# Dash trim color change



## coinneach (Apr 10, 2012)

I saw another thread in which the OP painted his silver dash trim to match his car's exterior. I did the same with mine this evening, and I really like the effect.









The lighter patches on the right are just glare. I'll try to get some daylight shots from various angles tomorrow.


----------



## garrettb1 (Feb 21, 2012)

looks nice, how does that trim come off?


----------



## coinneach (Apr 10, 2012)

Easy peasy. Use a plastic knife (or a trim panel removal tool, if you're fancy) to pry up the chrome trim ring on the shifter boot and lift it up over the shifter. Pry gently under the lower edges of the shifter trim panel (the lower bit) to ease it out of the console. Remove the TC switch from the underside of the lower trim piece with a Phillips screwdriver, it's held on with two screws. Set the panel aside and do the same with the upper panel, and disengage the clips holding the vents in (five on each side). Paint as desired and let dry thoroughly. If you tend to scuff your car's interior plastics, I'd suggest a couple of layers of clearcoat. Installation Is The Reverse Of Removal(tm).


----------



## aciz (Jan 19, 2012)

I did mine red to match the exterior, but still haven't been able to get the silver trim off of the automatic shifter, nor get the silver trim from around the steering wheel... hopefully soon...


----------



## Brischke (Apr 25, 2012)

Interesting, what type of paint is used for this? Any way to get exact match with factory colors (cheaply)?


----------



## coinneach (Apr 10, 2012)

Brischke said:


> Interesting, what type of paint is used for this? Any way to get exact match with factory colors (cheaply)?
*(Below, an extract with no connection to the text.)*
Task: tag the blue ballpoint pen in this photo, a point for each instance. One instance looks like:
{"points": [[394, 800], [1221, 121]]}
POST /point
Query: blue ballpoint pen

Cheap, no. I got factory touch-up paint from my dealer, one can each of spray and bottle for $13 each (I used spray for this, will be doing the large bowties with spray and the small ones with the brush). I couldn't find a Duplicolor close enough to Ice Blue for my liking. If you have any experience at all with plastic models, this project is a cakewalk.


----------



## aciz (Jan 19, 2012)

I have a 2011 crystal red tintcoat. NOBODY (even the local dealers) have an exact match spray. I found another brand (can't remember the name) that is as close as you can get - you can hardly notice the difference when the painted parts are held near the body. I have debated using this same to do the bowties, but may go black instead.


----------



## bubby2411 (Sep 3, 2011)

here locally we have a paint shop which i have known them for years and i worked for them for a while and will prob go back to working for them in the winter. but they can match any paint I have not seen them fail at it once.


----------



## coinneach (Apr 10, 2012)

aciz said:


> I have a 2011 crystal red tintcoat. NOBODY (even the local dealers) have an exact match spray. I found another brand (can't remember the name) that is as close as you can get - you can hardly notice the difference when the painted parts are held near the body. I have debated using this same to do the bowties, but may go black instead.


Yeah, my dealer had to order it, took two weeks to come in. If you can get it close enough locally, by all means do it.


----------